Certain variables were removed due to lack of predictive value:

VIN – unique identifier
Seller – business names without useful categorization

The MMR (Manheim Market Report) variable was initially retained for comparison but later removed to prevent data leakage and ensure models reflect fair pricing based on real vehicle characteristics.

Feature Engineering

Vehicle Age

A new feature was created to better capture depreciation effects:

Vehicle Age = Sale Year − Model Year

This provides a more meaningful representation of how vehicle age affects price, ensuring equitable estimation across vehicles of different ages.

Data Cleaning

Condition Normalization

The dataset contained multiple condition rating scales (1–5 and 1–50). Values were normalized to a standard 1–5 scale to support consistent and fair price predictions.

Categorical Standardization

Several categorical variables required cleaning:

Make
Model
Trim
Body
Transmission
State
Color
Interior

Common fixes included:

Converting text to lowercase
Removing whitespace inconsistencies
Correcting spelling variations
Consolidating proprietary body types into standardized categories
Removing extremely rare categories to reduce noise

Handling Missing Data

Missing values ranged from 0.02% to 11.6% across columns.

A custom imputation function was developed that filled missing values using the most common value among similar vehicles, grouped by relevant features, to maintain fairness across similar vehicle types.

Example imputation strategies:

Feature	Imputation Strategy
Transmission	Grouped by make, model, trim
Color	Grouped by make, model, trim
Interior	Grouped by make, model, trim
Condition	Grouped by make, model, odometer or vehicle age
Body	Grouped by make, model, trim

After imputation and removal of minimal remaining null rows, the final dataset contained 544,188 complete records.

Feature Encoding

Because the dataset contains many categorical features, one-hot encoding was applied using pd.get_dummies().

Categorical variables encoded:

Make
Model
Trim
Body
Transmission
State
Color
Interior

This expanded the dataset to:

1,822 total features
~1GB in memory after encoding

Modeling

Three regression approaches were used to predict fair vehicle selling prices:

Linear Regression
Ridge Regression
Lasso Regression

Data was split into 80% training and 20% testing sets.
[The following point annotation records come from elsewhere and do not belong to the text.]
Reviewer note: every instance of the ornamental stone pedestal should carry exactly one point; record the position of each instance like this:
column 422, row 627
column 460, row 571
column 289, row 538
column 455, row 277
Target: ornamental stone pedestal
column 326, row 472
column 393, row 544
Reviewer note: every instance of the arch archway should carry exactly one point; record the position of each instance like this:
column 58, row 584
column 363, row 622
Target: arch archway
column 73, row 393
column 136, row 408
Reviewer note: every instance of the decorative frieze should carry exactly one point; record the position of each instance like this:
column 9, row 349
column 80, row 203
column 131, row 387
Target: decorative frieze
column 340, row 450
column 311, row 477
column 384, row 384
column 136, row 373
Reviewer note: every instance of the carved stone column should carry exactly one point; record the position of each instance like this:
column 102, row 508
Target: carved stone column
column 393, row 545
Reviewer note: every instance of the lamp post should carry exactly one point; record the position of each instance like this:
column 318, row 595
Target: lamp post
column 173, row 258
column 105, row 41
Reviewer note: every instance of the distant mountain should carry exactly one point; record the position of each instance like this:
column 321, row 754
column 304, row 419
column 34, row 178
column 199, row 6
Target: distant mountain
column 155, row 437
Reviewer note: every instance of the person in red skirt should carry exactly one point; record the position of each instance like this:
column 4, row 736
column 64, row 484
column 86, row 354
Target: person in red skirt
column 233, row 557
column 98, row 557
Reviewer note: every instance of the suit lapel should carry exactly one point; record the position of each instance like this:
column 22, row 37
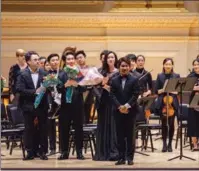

Feature scaling was applied using StandardScaler to ensure stable coefficient estimates.

Model Comparison

Two modeling scenarios were evaluated:

Model Including MMR

The MMR column (market price estimate) was included as a feature.

Results:

R² ≈ 0.97
Very low prediction error

However, coefficient analysis revealed that the model relied heavily on MMR, indicating data leakage and reduced transparency in pricing fairness.

Model Without MMR

After removing the MMR column, the model relied on actual vehicle characteristics such as:

Condition
Vehicle age
Odometer
Make and model
Geographic location

This produced more realistic performance and better reflected equitable price determination, free from bias introduced by pre-existing market estimates.

Key Insights

Vehicle age and condition are strong predictors of resale value.
Odometer readings correlate with depreciation but vary significantly by vehicle type.
Vehicle make and model introduce large price variation due to brand and trim differences.
Pre-existing price estimates such as MMR can artificially inflate model accuracy, highlighting the importance of fair and transparent modeling.

Technologies Used

JupyterLab
Matplotlib
NumPy
Pandas
Python
Scikit-learn
Seaborn

Outputs

Exploratory visualizations
Cleaned and engineered dataset
Regression model comparisons
Model evaluation metrics (MAE, MSE, RMSE, R²)

Why This Project Matters

This project demonstrates the complete data mining pipeline required for real-world predictive modeling, including large-scale data cleaning, feature engineering, categorical encoding, and regression analysis.